Intratester reliability (intraclass correlation coefficient, ICC [3,k] = 0.971; 95% confidence interval [CI] = 0.939-0.986; standard error of measurement [SEM] = 0.16 cm) and intertester reliability (ICC[3,k] = 0.915; 95% CI = 0.81-0.962; SEM = 0.31 cm) were excellent for the palpation meter on the affected side and the unaffected side (intratester reliability: ICC[3,k] = 0.951; 95% CI = 0.897-0.977; SEM = 0.19 cm; intertester reliability: ICC[3,k] = 0.945; 95% CI = 0.877-0.975; SEM = 0.22 cm). Significant correlations were found between the motion capture system and the palpation meter on the affected side (r = 0.87) and the unaffected side (r = 0.81). Bland-Altman plots between the palpation meter and the motion capture system demonstrated that all the measures fell within the limits of agreement.
This study encountered possible errors with the accuracy of the motion capture system tracking because of the proximity of the markers and inherent volumetric restrictions.
The palpation meter is a reliable, valid, easily administered, and cost-effective tool for assessing pectoralis minor length in women with breast cancer.
原发性乳腺癌治疗后,胸小肌长度缩短较为常见,可导致肩胛骨位置异常。这种位置会导致肩部疼痛和病理力学改变,并导致撞击综合征、肩袖撕裂和冻结肩等问题。目前,测量胸小肌长度的可靠方法有限。
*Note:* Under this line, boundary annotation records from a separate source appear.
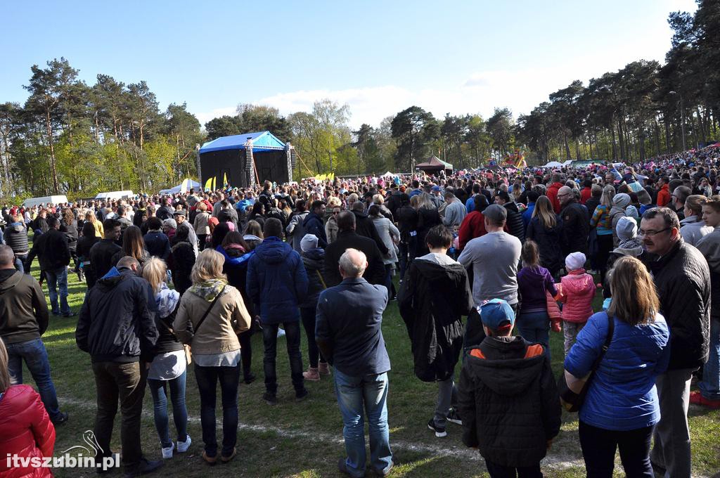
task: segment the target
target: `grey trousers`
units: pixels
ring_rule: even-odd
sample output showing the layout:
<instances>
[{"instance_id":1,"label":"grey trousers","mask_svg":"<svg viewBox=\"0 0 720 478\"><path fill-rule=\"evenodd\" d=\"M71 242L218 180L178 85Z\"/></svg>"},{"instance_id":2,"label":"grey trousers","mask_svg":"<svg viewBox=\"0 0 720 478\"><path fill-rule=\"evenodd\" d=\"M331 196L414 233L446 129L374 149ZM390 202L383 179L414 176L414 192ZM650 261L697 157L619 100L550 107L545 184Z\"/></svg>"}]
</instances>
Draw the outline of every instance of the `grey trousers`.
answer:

本研究旨在探讨测量乳腺癌女性胸小肌长度的可靠性和有效性。
这是一项横断面可靠性和有效性研究。
两名持有执照的物理治疗师对 29 名被诊断患有乳腺癌的女性使用触诊计测量双侧胸小肌长度(以厘米为单位),这些治疗师对测量结果进行了屏蔽。还使用运动捕捉系统测量双侧胸小肌长度以评估有效性。
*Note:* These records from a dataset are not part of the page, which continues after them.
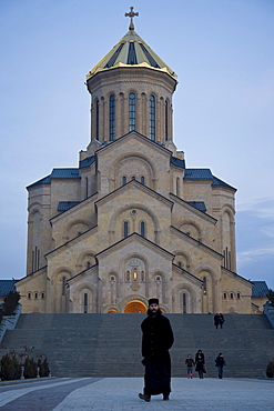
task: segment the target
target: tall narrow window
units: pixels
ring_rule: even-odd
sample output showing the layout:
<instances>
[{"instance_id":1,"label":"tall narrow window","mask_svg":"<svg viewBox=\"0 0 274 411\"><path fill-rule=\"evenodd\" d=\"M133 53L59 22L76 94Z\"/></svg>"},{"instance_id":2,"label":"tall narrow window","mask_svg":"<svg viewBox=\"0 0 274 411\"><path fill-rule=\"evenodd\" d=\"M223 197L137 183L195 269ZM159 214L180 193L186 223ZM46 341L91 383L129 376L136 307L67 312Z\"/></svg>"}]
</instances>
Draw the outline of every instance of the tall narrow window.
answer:
<instances>
[{"instance_id":1,"label":"tall narrow window","mask_svg":"<svg viewBox=\"0 0 274 411\"><path fill-rule=\"evenodd\" d=\"M87 292L83 294L83 312L87 314L88 312L88 294Z\"/></svg>"},{"instance_id":2,"label":"tall narrow window","mask_svg":"<svg viewBox=\"0 0 274 411\"><path fill-rule=\"evenodd\" d=\"M144 221L141 221L140 231L141 231L141 235L145 237L145 222Z\"/></svg>"},{"instance_id":3,"label":"tall narrow window","mask_svg":"<svg viewBox=\"0 0 274 411\"><path fill-rule=\"evenodd\" d=\"M206 284L206 277L203 278L203 293L204 295L206 295L206 288L207 288L207 284Z\"/></svg>"},{"instance_id":4,"label":"tall narrow window","mask_svg":"<svg viewBox=\"0 0 274 411\"><path fill-rule=\"evenodd\" d=\"M187 307L186 307L186 294L185 292L183 293L183 314L186 314L187 312Z\"/></svg>"},{"instance_id":5,"label":"tall narrow window","mask_svg":"<svg viewBox=\"0 0 274 411\"><path fill-rule=\"evenodd\" d=\"M128 221L124 221L123 223L123 237L128 237L129 235L129 223Z\"/></svg>"},{"instance_id":6,"label":"tall narrow window","mask_svg":"<svg viewBox=\"0 0 274 411\"><path fill-rule=\"evenodd\" d=\"M150 97L150 138L155 141L155 97Z\"/></svg>"},{"instance_id":7,"label":"tall narrow window","mask_svg":"<svg viewBox=\"0 0 274 411\"><path fill-rule=\"evenodd\" d=\"M130 131L135 130L135 109L136 98L134 93L129 96L129 129Z\"/></svg>"},{"instance_id":8,"label":"tall narrow window","mask_svg":"<svg viewBox=\"0 0 274 411\"><path fill-rule=\"evenodd\" d=\"M165 141L169 140L169 102L165 100L164 106L164 136Z\"/></svg>"},{"instance_id":9,"label":"tall narrow window","mask_svg":"<svg viewBox=\"0 0 274 411\"><path fill-rule=\"evenodd\" d=\"M97 117L97 128L95 128L95 137L99 140L99 101L97 100L97 109L95 109L95 117Z\"/></svg>"},{"instance_id":10,"label":"tall narrow window","mask_svg":"<svg viewBox=\"0 0 274 411\"><path fill-rule=\"evenodd\" d=\"M62 295L65 295L65 277L62 277Z\"/></svg>"},{"instance_id":11,"label":"tall narrow window","mask_svg":"<svg viewBox=\"0 0 274 411\"><path fill-rule=\"evenodd\" d=\"M115 96L110 97L110 140L115 139Z\"/></svg>"}]
</instances>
触诊计在患侧和健侧的内部测试者可靠性(组内相关系数 ICC[3,k]为 0.971;95%置信区间 CI[3,k]为 0.939-0.986;测量误差 SEM 为 0.16cm)和外部测试者可靠性(ICC[3,k]为 0.915;95%CI[3,k]为 0.81-0.962;SEM 为 0.31cm)均为优秀。触诊计在患侧和健侧的内部测试者可靠性(ICC[3,k]为 0.951;95%CI[3,k]为 0.897-0.977;SEM 为 0.19cm;外部测试者可靠性:ICC[3,k]为 0.945;95%CI[3,k]为 0.877-0.975;SEM 为 0.22cm)。运动捕捉系统与触诊计在患侧(r=0.87)和健侧(r=0.81)之间存在显著相关性。触诊计和运动捕捉系统之间的 Bland-Altman 图表明,所有测量值均在一致性界限内。
由于标记物的接近度和固有的体积限制,本研究可能会遇到运动捕捉系统跟踪准确性方面的误差。
触诊计是一种可靠、有效、易于管理且具有成本效益的工具,可用于评估乳腺癌女性的胸小肌长度。